Es en este contexto en el que aparecen las variedades mejoradas
genéticamente. Y ahí comienzan las paradojas. Por ejemplo, una diferencia
de estas plantas respecto a las mejoradas por procedimientos clásicos es
que los genes que se han introducido han sido previamente aislados
mediante técnicas moleculares en el laboratorio. Por tanto, sabemos
exactamente lo que introducimos en la planta de una forma más limpia que
en las técnicas clásicas; sin embargo, curiosamente, alguien ha inventado
el término contaminación genética para describirlas. Las primeras plantas
transgénicas se consiguieron en el laboratorio en 1983. Basta consultar
una hemeroteca para darse cuenta de que incluso antes de publicarse el
resultado ya aparecieron artículos anunciando la importancia del nuevo
avance. Durante años, algunos se quejaban de lo que tardaban en aparecer
estas variedades en el mercado. Cuando 15 años después se plantan 30
millones de hectáreas, otros comienzan a pedir moratorias.
Desde que comenzaron a hacerse pruebas de campo, hará ya unos 10 años,
se vio la necesidad de que se llevaran a cabo controles rigurosos. Al
tratarse de una nueva metodología había que ir con la mayor precaución.
Por ello, en todos los países, antes de autorizar una variedad modificada
genéticamente, se controlan los posibles efectos para la salud o el medio
ambiente y las ventajas para el agricultor. Para algunos, estos controles
son excesivos, rayanos en la histeria, pero para otros son insuficientes.

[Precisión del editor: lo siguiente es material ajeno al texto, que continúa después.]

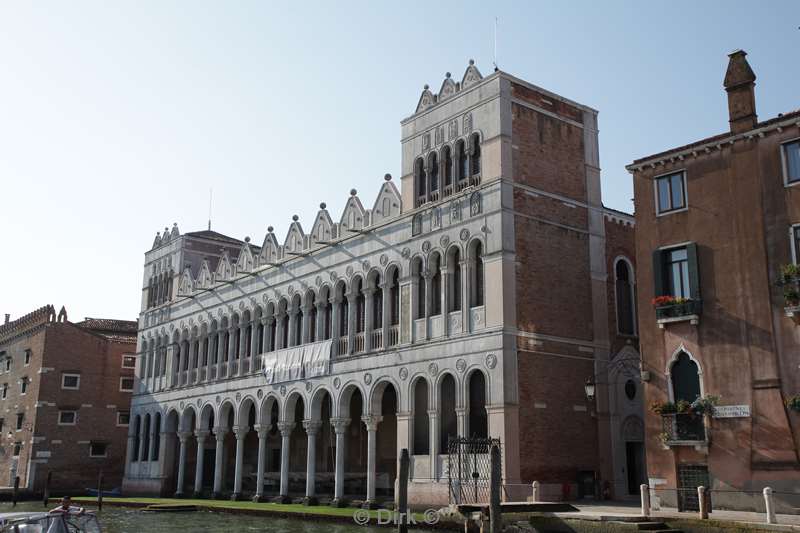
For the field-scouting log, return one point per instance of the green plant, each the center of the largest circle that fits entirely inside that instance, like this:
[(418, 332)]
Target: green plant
[(793, 403), (704, 405), (683, 407), (663, 408)]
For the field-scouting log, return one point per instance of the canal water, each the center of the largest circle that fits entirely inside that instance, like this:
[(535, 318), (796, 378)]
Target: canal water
[(128, 520)]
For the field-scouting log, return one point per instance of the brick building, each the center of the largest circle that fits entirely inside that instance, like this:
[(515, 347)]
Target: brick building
[(65, 391), (716, 221), (475, 300)]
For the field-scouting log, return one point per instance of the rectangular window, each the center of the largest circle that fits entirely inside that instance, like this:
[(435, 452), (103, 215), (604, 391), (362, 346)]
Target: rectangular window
[(67, 418), (126, 384), (98, 449), (791, 161), (671, 192), (71, 381)]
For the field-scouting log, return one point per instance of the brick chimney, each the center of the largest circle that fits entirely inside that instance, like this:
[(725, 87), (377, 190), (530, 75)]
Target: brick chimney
[(740, 83)]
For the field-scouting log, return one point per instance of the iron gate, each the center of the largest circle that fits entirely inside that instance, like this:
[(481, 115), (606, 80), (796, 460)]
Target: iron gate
[(468, 469)]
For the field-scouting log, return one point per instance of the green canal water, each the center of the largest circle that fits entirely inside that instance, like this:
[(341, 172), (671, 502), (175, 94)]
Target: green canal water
[(127, 520)]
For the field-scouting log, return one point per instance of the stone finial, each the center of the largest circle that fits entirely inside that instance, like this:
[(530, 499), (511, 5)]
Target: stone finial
[(740, 84)]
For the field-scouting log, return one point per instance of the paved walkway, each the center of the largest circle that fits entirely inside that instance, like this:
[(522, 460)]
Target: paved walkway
[(632, 510)]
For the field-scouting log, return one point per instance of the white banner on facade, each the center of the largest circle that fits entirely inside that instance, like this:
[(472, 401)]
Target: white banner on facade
[(298, 362)]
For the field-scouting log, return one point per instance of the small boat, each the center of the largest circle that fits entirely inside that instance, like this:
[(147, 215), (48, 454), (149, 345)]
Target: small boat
[(170, 508), (49, 523), (112, 492)]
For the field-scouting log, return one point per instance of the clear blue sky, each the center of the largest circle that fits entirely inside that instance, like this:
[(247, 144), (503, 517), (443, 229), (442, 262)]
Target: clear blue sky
[(117, 117)]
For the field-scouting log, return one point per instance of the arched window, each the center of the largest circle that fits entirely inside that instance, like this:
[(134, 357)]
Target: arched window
[(421, 444), (436, 284), (461, 153), (419, 280), (478, 426), (420, 179), (626, 322), (454, 279), (475, 154), (476, 271), (137, 433), (447, 403), (433, 170), (447, 160)]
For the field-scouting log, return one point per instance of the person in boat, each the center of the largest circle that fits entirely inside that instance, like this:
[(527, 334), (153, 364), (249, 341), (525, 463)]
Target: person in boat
[(66, 507)]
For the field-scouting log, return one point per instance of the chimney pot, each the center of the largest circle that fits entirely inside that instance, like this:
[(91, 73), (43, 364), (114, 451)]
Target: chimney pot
[(740, 83)]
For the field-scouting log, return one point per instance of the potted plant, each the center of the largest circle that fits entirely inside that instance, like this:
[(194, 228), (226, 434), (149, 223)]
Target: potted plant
[(793, 403)]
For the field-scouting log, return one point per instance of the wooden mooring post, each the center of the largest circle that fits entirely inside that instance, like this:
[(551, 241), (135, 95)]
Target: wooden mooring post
[(402, 493)]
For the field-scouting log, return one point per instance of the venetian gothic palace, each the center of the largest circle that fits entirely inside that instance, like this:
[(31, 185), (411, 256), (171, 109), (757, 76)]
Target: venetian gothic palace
[(474, 298)]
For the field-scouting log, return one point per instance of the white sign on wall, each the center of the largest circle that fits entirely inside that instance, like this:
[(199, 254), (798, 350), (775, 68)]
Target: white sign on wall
[(732, 411)]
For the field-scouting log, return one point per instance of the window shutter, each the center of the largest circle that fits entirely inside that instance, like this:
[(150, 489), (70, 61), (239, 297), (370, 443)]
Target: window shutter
[(694, 271), (658, 273)]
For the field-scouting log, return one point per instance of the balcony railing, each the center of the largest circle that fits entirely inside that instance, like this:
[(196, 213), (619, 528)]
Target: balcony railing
[(683, 428), (359, 342), (376, 339), (394, 335), (689, 310)]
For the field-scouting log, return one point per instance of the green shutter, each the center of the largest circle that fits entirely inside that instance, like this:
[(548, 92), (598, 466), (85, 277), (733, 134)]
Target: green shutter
[(694, 271), (658, 273)]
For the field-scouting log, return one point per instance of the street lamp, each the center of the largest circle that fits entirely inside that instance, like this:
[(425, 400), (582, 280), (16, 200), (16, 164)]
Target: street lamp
[(589, 388)]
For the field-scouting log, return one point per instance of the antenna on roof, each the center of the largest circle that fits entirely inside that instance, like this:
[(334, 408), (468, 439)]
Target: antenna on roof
[(210, 193), (495, 45)]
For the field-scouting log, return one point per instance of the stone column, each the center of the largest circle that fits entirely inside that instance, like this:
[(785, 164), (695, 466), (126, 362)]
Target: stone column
[(183, 436), (461, 421), (386, 287), (231, 350), (428, 279), (336, 318), (319, 334), (262, 455), (352, 311), (241, 434), (340, 426), (286, 430), (279, 331), (466, 285), (369, 318), (371, 422), (311, 427), (433, 445), (219, 435), (200, 435)]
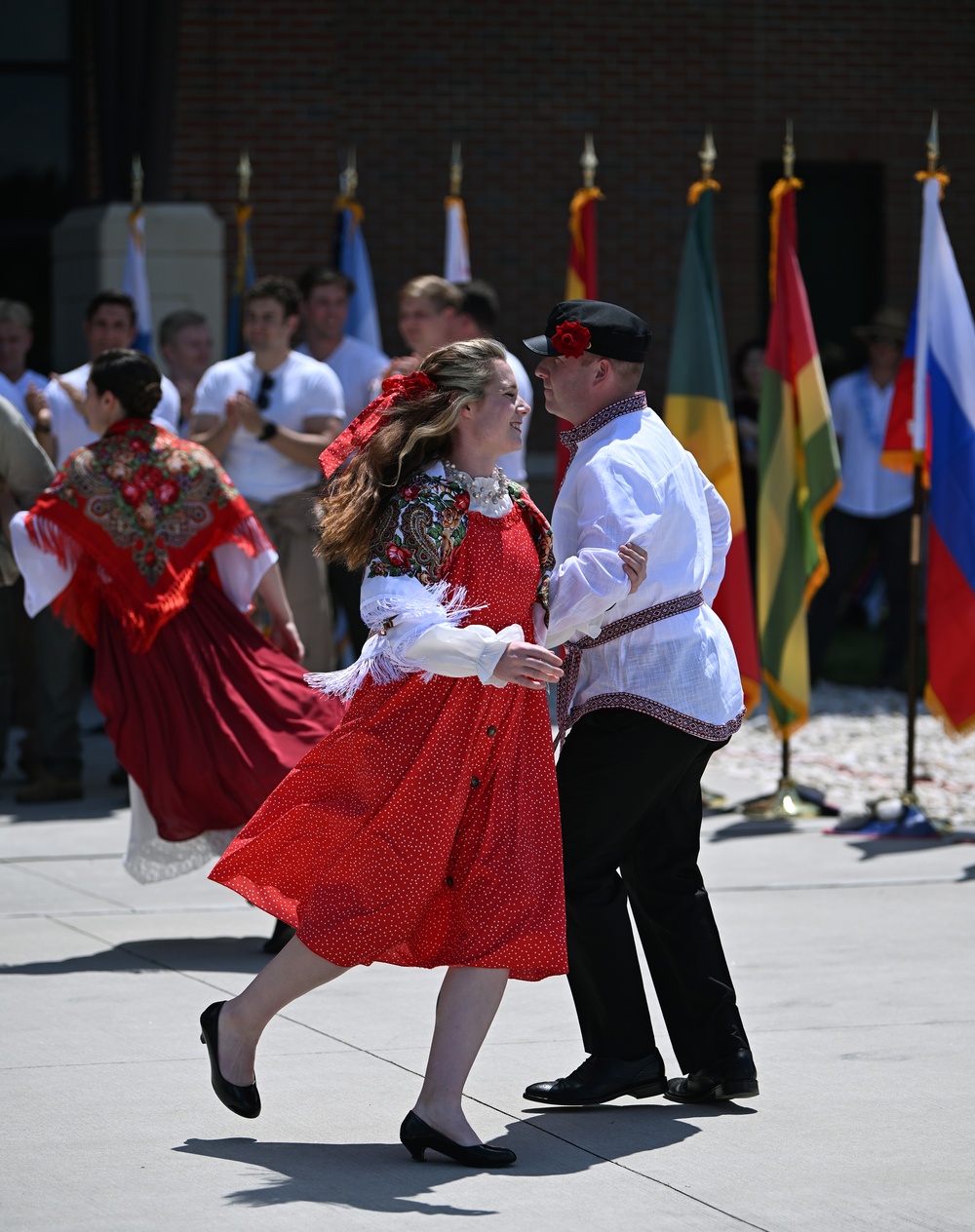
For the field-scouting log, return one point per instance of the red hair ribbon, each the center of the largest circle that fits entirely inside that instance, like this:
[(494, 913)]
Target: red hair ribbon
[(369, 421)]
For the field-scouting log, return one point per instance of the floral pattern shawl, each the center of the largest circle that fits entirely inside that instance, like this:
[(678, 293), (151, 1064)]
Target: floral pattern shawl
[(427, 521), (134, 515)]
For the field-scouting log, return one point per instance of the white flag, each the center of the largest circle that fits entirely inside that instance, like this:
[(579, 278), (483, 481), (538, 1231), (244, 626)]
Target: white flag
[(456, 255)]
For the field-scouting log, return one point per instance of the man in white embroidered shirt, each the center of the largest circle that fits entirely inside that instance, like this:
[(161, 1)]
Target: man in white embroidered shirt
[(266, 415), (651, 690)]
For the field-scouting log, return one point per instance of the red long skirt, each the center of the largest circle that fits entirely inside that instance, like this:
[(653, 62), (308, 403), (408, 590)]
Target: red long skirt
[(210, 718), (424, 830)]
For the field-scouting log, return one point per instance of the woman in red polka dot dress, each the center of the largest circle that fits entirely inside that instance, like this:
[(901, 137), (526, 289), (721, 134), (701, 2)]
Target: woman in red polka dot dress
[(424, 829)]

Durante este tiempo se han hecho millares de experimentos y se ha ido lo
más al fondo que era posible en cada momento sobre los riesgos
previsibles. Curiosamente, la percepción pública es que cuantos más
controles se hacen, más sospechosas se vuelven estas plantas. A muchos les
preocupa la concentración de las empresas de semillas, que, tal como van
las cosas, acabarán formando cuatro o cinco grandes grupos. Unos dirán que
lo mismo ocurre con los fabricantes de automóviles, los grupos de
comunicación o las empresas farmacéuticas. Sin embargo, como en este
último caso, los rigurosos controles impuestos favorecen a las grandes
compañías, que son las mejor preparadas para llevarlos a cabo y también
para resistir las polémicas. Es interesante que un país tan liberal como
Estados Unidos haya reaccionado incrementando los fondos para la
investigación pública. Es probable que ello sea un requisito tanto para
futuras tecnologías como de que haya una base científica independiente que
permita controlar cómo éstas se aplican.
Las nuevas metodologías abren unas posibilidades que pueden transformar
la agricultura del futuro. Las plantas son los mejores reactores que
tenemos para convertir la energía solar en productos utilizables para la
alimentación o la industria. Ya se están probando plantas que producen
vacunas, nuevos aceites o plásticos. Es posible que los primeros
transgénicos que han llegado al consumidor no sean los mejores para que el
público los acepte, y es seguro que las cosas han ido tan rápido que no ha
habido tiempo para que la sociedad asuma los nuevos avances. Todo ello ha
sumido a la población y a los responsables políticos en una perplejidad
que ha dado lugar a situaciones contradictorias. Lo más preocupante es que
se acaben tomando decisiones basadas no en datos contrastables, sino en
conceptos ideológicos, percepciones inasibles o intereses legítimos, pero
disfrazados de cualquier cosa.
Pere Puigdomènech es profesor de Investigación del CSIC.